Two-seat biplane amphibious kit aircraft

The Quikkit Glass Goose is an American two-seat biplane amphibious aircraft, designed by Tom Scott and marketed for homebuilding by Quikkit of Dallas, Texas.

The Glass Goose is based on the earlier Sea Hawker, which was designed by Garry LeGare in 1982 and sold through his firm Aero Gare as the Sea Hawk and, later, Sea Hawker. LeGare sold the rights to the aircraft to Aero Composites in 1986, which sold them again two years later to (unrelated) Aero Composite Technologies.
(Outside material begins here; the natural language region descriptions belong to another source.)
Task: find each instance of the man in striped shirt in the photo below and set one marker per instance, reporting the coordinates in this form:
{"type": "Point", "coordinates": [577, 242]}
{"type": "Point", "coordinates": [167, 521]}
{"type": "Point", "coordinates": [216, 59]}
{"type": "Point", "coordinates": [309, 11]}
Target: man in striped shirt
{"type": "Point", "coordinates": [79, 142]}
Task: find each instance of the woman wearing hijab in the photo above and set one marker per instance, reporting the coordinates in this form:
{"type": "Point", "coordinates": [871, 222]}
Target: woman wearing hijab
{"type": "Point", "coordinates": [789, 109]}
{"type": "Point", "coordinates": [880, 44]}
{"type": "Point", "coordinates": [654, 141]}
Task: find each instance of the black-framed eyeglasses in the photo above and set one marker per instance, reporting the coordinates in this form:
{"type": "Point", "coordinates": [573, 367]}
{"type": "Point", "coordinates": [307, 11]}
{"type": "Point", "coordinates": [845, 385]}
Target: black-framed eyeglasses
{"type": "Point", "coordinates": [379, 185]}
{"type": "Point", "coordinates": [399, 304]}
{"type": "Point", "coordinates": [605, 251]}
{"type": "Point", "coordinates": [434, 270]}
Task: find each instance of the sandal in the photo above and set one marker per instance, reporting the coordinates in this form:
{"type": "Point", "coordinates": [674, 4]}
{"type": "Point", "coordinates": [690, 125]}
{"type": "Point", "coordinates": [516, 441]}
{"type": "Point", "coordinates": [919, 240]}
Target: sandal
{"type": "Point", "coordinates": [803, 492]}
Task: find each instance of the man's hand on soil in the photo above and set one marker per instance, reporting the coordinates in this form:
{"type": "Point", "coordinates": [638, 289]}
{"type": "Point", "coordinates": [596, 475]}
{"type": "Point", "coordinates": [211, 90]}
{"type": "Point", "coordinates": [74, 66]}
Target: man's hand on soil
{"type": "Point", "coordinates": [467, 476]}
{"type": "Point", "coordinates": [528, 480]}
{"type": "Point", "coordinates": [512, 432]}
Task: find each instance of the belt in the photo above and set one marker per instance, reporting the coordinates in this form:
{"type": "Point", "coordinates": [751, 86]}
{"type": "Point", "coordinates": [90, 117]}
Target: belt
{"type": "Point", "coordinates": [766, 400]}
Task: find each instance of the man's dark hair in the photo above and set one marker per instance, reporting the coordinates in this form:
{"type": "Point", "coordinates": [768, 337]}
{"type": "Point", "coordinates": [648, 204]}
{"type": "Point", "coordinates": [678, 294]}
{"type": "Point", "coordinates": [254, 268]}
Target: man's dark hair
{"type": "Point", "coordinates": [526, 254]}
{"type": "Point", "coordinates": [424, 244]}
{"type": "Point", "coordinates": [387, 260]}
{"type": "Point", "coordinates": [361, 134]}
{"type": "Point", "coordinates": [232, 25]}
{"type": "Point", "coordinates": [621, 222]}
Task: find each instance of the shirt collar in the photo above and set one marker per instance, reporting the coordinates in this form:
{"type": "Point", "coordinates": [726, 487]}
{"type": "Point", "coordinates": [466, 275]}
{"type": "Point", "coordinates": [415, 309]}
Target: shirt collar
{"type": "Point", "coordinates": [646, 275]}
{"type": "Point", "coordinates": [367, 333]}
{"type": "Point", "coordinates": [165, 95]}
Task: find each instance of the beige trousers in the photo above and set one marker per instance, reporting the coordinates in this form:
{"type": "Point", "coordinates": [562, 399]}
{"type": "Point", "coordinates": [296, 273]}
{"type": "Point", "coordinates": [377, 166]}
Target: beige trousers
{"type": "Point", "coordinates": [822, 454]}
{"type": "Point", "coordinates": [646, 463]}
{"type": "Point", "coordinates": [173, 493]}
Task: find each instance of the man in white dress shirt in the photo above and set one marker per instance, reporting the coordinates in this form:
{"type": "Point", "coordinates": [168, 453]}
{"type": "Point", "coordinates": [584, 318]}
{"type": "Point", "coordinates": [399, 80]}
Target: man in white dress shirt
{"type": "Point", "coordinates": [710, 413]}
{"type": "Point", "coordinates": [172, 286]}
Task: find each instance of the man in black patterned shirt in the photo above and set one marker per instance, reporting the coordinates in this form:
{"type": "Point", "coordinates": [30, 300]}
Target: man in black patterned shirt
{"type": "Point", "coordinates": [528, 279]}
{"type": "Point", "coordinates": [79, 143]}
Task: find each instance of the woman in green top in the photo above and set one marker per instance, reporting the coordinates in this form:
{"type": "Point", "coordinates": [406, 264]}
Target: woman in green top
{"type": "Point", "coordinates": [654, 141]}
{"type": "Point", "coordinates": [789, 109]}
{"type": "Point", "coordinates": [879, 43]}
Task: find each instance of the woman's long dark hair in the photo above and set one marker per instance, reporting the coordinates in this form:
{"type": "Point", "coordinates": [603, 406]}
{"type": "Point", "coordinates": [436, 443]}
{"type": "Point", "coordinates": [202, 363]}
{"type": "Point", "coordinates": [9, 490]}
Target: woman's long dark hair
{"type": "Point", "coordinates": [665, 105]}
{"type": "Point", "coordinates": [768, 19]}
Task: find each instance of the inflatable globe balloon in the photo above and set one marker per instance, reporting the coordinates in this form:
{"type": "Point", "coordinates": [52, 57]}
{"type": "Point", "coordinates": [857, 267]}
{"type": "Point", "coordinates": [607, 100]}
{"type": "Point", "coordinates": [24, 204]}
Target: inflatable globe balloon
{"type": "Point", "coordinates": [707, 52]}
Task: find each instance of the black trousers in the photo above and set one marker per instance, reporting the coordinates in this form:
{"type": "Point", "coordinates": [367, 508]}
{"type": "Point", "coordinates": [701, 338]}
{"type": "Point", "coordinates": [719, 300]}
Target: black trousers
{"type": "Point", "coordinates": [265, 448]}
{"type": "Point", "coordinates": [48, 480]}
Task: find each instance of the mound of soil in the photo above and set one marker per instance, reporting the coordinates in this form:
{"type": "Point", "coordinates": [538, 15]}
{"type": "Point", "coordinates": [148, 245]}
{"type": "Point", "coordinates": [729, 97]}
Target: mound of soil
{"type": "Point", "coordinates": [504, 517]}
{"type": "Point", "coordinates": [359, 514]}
==Design and development==
Tom Scott purchased a Sea Hawker kit in October 1984 and completed the aircraft in March 1986, constructing the aircraft according to the plans. He was not happy with the resulting aircraft and over five years incorporated improvements to address performance and stability shortcomings. The final design has more wing area, a larger hull surface and improved pylon aerodynamics, plus many other improvements. This redesign became the Glass Goose kit.

The Glass Goose features a cantilever biplane layout, without interplane struts, a two-seats-in-side-by-side configuration enclosed cockpit under a bubble canopy, retractable tricycle landing gear and a single engine in pusher configuration.

The aircraft is made from composites. Its 27 ft span wing has an area of 12 m2. Standard engines used are 160 to 185 hp Lycomings, although the eight-cylinder 180 hp Jabiru 5100 and Mazda Wankel engines have also been employed.

In 2013, Kitplanes Magazine reported that they could not reach the Quikkit Division of Rainbow Flyers, Inc., the Glass Goose kit manufacturer, so they considered the design unavailable.